Le coût du forage et de la livraison de nouveau gaz depuis le plateau continental britannique est désormais environ 50 % plus élevé que le coût de l’envoi de gaz naturel liquéfié (GNL) américain vers l’Europe, selon une analyse de Thunder Said Energy.
Ceci en dépit du fait que le chiffre américain inclut l’extraction, le coût de liquéfaction et le transport du gaz sur des milliers de kilomètres à travers l’Atlantique.
Les analystes de Thunder ont accusé la taxe « totalement folle » sur les bénéfices pétroliers et gaziers imposée d’abord par les conservateurs, puis élargie sous le parti travailliste, d’avoir fait grimper les coûts de production.
Cela décourageait les investissements et rendait le Royaume-Uni plus dépendant des importations à une époque de troubles géopolitiques croissants, ont-ils déclaré.

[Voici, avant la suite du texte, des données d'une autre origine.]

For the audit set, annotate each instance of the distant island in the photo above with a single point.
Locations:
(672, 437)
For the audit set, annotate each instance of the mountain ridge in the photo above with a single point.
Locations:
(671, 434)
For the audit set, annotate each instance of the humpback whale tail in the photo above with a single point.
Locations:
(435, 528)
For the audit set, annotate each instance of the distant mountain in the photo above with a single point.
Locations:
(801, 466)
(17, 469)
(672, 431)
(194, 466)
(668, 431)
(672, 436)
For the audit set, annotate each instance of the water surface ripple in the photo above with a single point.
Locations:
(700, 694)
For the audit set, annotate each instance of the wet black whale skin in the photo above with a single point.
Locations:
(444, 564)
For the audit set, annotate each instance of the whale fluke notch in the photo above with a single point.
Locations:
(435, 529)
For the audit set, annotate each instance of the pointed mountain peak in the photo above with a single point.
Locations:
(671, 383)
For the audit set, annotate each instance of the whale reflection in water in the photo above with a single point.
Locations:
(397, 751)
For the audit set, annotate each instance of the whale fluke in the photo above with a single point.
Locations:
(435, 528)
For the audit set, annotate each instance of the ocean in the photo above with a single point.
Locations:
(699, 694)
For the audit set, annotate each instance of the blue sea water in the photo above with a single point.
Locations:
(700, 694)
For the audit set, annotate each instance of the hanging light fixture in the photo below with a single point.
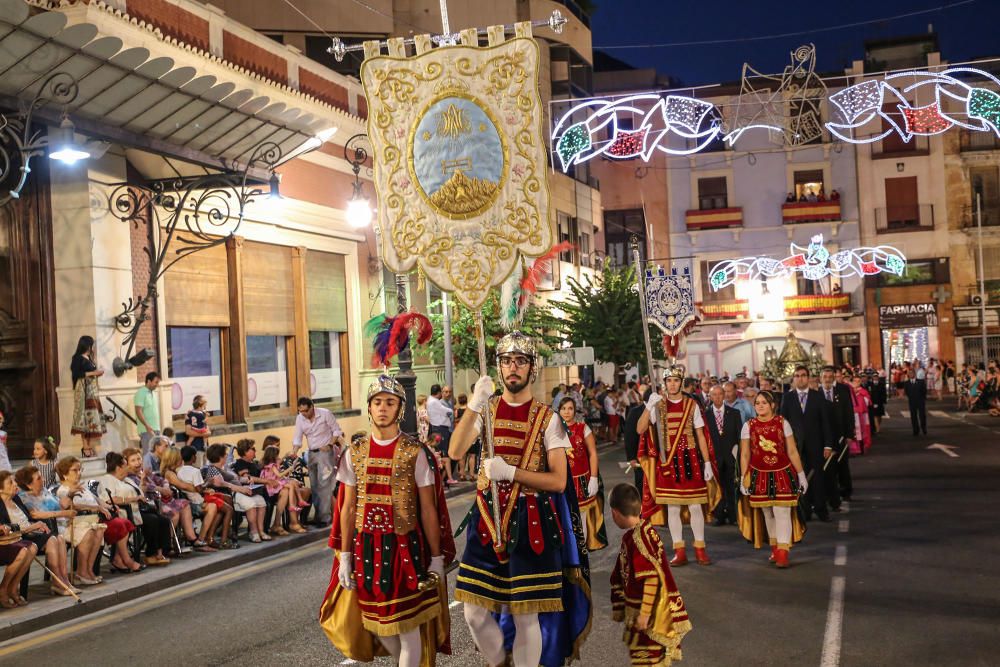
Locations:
(359, 212)
(63, 145)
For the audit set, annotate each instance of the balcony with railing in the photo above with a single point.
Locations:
(714, 218)
(793, 213)
(990, 214)
(978, 141)
(904, 218)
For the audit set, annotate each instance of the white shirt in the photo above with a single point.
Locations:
(698, 421)
(438, 412)
(745, 433)
(322, 430)
(192, 476)
(555, 435)
(345, 474)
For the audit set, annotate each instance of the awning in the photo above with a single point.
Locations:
(133, 96)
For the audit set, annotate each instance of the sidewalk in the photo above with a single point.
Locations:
(44, 610)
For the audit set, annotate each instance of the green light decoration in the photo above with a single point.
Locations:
(574, 141)
(985, 104)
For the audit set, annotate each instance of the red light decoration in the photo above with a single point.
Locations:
(628, 144)
(925, 120)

Les analystes ajoutent que si la pression fiscale était allégée et l’incertitude politique réduite, le coût de production en mer du Nord pourrait être réduit de moitié.
Ces chiffres soulèveront d’autres questions sur l’approche travailliste en matière de pétrole et de gaz à un moment où Andy Burnham est sous pression pour approuver les champs nationaux, notamment Jackdaw, qui pourraient fournir des approvisionnements nationaux importants et réduire la dépendance du pays aux importations.
Selon Thunder, le prix du gaz à long terme nécessaire pour atteindre le seuil de rentabilité des développements en mer du Nord s’élève actuellement à environ 13,50 dollars (9,99 £) par millier de pieds cubes (MCF), contre 7 dollars par millier de pieds cubes auparavant.
À titre de comparaison, le seuil de rentabilité pour la production de GNL américain et sa livraison en Europe est d’environ 8 à 9 dollars par MCF. Cela comprend généralement jusqu’à 3,5 $ pour le gaz lui-même.
Cela signifie qu’il est actuellement plus économique pour le Royaume-Uni de s’approvisionner en gaz aux États-Unis plutôt que d’utiliser des approvisionnements produits localement en mer du Nord.
Seb Kennedy, directeur général de la société d’analyse de marché Energy Flux, a déclaré que cette situation constituait « une condamnation accablante de la politique fiscale britannique ».
Les sociétés pétrolières et gazières sont actuellement confrontées à un prélèvement de 78 % sur leurs bénéfices au Royaume-Uni après que les travaillistes ont augmenté l’impôt sur les bénéfices exceptionnels du secteur lors de leur arrivée au pouvoir.
[…] La suite de l’article est à lire sur Yahoo Finance via le lien ci-dessous.
Traduit automatiquement de l’anglais. Le texte original fait foi.
Ces informations ne constituent en aucun cas des conseils financiers ou d’investissement.